Looking back, those family dinners were, my aunt says, "simple yet haute cuisine at the same time." I wonder what my hardworking grandmother would have thought of the quote included in last month's New York Times obituary of Julia Child, who reportedly said she "never quite saw the point" of Italian food. "I don't think it's a real cuisine," Child added, "because you don't do much."
And what does her successor as the reigning PBS culinary queen, Lidia Bastianich, think of it?

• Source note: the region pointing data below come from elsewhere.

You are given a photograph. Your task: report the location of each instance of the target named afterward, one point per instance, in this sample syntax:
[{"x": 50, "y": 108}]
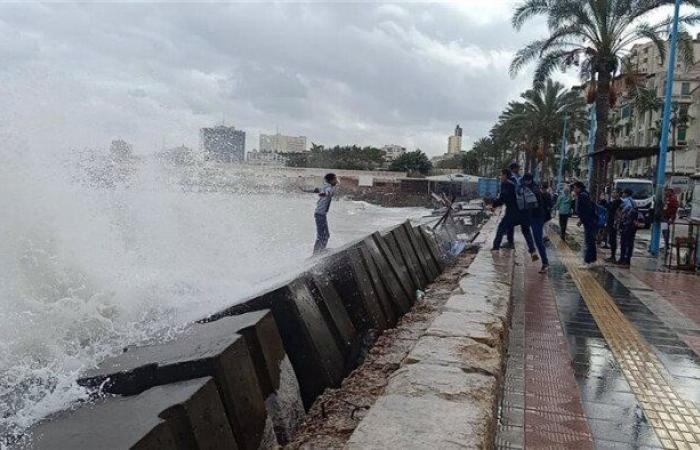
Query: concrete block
[
  {"x": 396, "y": 265},
  {"x": 409, "y": 257},
  {"x": 331, "y": 306},
  {"x": 379, "y": 289},
  {"x": 429, "y": 267},
  {"x": 431, "y": 241},
  {"x": 353, "y": 283},
  {"x": 307, "y": 337},
  {"x": 460, "y": 352},
  {"x": 494, "y": 302},
  {"x": 481, "y": 327},
  {"x": 406, "y": 422},
  {"x": 210, "y": 349},
  {"x": 398, "y": 298},
  {"x": 183, "y": 416},
  {"x": 478, "y": 390}
]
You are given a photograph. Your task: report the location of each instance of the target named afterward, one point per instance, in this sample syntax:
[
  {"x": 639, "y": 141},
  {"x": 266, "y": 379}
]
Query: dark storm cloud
[{"x": 364, "y": 73}]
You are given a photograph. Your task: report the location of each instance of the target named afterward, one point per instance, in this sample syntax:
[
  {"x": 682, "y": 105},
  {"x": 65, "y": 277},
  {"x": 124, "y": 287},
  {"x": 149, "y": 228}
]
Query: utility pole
[
  {"x": 563, "y": 155},
  {"x": 663, "y": 148}
]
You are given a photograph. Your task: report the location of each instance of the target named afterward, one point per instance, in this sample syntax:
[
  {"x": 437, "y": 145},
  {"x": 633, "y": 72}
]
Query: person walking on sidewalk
[
  {"x": 564, "y": 209},
  {"x": 514, "y": 215},
  {"x": 537, "y": 214},
  {"x": 629, "y": 223},
  {"x": 612, "y": 224},
  {"x": 587, "y": 216},
  {"x": 669, "y": 215}
]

"I knew Julia Child over 10 years. I cooked for her," Bastianich tells me by phone from New York. "And in my experiences, she was always very positive about Italian food. She understood that there's nothing pretentious, nothing fake about this style of cooking and that it reflects the Italian people. The real essence of any cuisine is that it serves to give pleasure, to nourish and to nurture the culture. And there's no better cuisine than the Italian to represent those ideals."
As a second-generation Italian-American, I agree that no one was better at simultaneously nurturing, nourishing and giving culinary pleasure than my grandmother, particularly during Sunday afternoon suppers when the good china was set on the tables and all of my aunts (even the two who hadn't "officially" spoken to each other in years) and uncles gathered to eat.

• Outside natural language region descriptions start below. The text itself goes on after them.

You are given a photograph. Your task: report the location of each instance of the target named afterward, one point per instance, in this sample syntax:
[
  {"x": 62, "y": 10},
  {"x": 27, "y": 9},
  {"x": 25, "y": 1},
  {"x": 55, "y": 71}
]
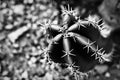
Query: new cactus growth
[{"x": 76, "y": 42}]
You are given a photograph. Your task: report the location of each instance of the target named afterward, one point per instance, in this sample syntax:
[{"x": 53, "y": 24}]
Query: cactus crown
[{"x": 72, "y": 43}]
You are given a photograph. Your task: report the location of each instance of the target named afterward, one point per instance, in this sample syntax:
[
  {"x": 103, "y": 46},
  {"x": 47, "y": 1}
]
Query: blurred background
[{"x": 23, "y": 40}]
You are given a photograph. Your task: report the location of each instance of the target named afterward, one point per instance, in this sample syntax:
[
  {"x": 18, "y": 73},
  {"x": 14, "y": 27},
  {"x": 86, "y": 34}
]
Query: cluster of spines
[{"x": 66, "y": 31}]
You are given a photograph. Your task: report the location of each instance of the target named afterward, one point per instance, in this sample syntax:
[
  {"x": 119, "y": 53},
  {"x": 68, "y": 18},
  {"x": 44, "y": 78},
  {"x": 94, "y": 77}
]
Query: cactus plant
[{"x": 77, "y": 42}]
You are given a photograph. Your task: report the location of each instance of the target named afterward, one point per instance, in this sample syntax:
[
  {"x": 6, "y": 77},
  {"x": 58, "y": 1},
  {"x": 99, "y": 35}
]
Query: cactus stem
[
  {"x": 68, "y": 53},
  {"x": 88, "y": 45}
]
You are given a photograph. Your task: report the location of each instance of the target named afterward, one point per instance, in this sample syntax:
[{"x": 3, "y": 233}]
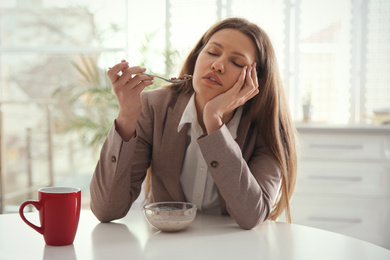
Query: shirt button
[{"x": 214, "y": 164}]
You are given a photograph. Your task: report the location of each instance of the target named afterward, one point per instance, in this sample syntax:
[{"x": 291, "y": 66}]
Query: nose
[{"x": 218, "y": 66}]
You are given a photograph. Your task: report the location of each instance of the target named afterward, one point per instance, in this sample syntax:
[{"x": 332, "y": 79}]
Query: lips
[{"x": 212, "y": 78}]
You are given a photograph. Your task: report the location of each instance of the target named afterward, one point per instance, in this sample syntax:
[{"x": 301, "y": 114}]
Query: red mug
[{"x": 59, "y": 213}]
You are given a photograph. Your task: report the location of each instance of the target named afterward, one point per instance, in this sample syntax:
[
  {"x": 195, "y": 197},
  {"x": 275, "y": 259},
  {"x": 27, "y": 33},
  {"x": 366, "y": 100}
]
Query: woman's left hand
[{"x": 243, "y": 90}]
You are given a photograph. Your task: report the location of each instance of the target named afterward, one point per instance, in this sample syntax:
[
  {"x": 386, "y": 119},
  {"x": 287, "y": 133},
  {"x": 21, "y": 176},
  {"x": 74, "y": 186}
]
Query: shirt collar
[{"x": 189, "y": 113}]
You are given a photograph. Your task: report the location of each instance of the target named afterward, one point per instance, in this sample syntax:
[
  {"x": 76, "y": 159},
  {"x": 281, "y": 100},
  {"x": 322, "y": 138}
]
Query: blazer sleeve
[
  {"x": 248, "y": 188},
  {"x": 121, "y": 170}
]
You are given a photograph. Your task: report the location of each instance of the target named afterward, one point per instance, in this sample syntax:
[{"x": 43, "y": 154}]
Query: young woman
[{"x": 224, "y": 141}]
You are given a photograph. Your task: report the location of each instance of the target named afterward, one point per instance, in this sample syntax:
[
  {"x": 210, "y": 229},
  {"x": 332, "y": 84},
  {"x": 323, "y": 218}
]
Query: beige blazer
[{"x": 246, "y": 177}]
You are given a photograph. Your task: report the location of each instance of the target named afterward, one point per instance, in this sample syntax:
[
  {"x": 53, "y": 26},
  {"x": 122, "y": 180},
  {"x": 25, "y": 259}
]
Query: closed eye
[{"x": 238, "y": 65}]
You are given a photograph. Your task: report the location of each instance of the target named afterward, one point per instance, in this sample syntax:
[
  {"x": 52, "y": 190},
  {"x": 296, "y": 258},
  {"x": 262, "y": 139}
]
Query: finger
[
  {"x": 241, "y": 79},
  {"x": 248, "y": 78},
  {"x": 143, "y": 84},
  {"x": 112, "y": 73},
  {"x": 254, "y": 75},
  {"x": 128, "y": 73}
]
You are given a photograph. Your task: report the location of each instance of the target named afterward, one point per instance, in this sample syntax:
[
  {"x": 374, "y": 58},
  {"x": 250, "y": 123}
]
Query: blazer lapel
[{"x": 173, "y": 148}]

The closest thing Kansas City has to that particular family dinner is served every Sunday night at Bastianich's namesake restaurant in the Crossroads District, Lidia's Kansas City. The Lidia's Sunday Sauce dinner -- enough to feed three and still provide leftovers -- evokes all kinds of satisfying memories. Honestly, if there had been a couple of World War II vets exchanging stories and the sound of a kid getting smacked upside the head when I was there, I would have experienced déjà vu.
The Sunday-night tradition of offering family-style meals was instituted at Lidia's 4 years ago, about the same time chef Dan Swinney took over the kitchen from Linda Duerr (who was then snapped up for Frondizi's by restaurateur Jimmy Frantze). Swinney is a brilliant translator of Bastianich's distinctive style, which leans toward Italian-American cooking only on rare occasions. One of those is the Sunday Sauce supper, which combines a heaping platter of spicy sausage, fork-tender pork shoulder and savory braised meatballs that are nearly as big as bocce balls. Served with a steaming mound of rigatoni and crispy slices of bruschetta, it's not just as good as my late grandmother's version -- it's better.
I might have eaten more of the meats and pasta if I hadn't already overindulged on family-style fritto misto (a platter of crunchy fried calamari, shrimp, onion and zucchini) and a perfectly dressed Caesar salad blanketed with sheaths of shaved Parmesan. I was sharing the meal with my friends Marilyn and Lou Jane, but the amount of food was daunting even for the three of us.
"I like this place," Marilyn said. "Even when I order something I don't like, I'm always still happy with the atmosphere and the service. And the desserts, of course."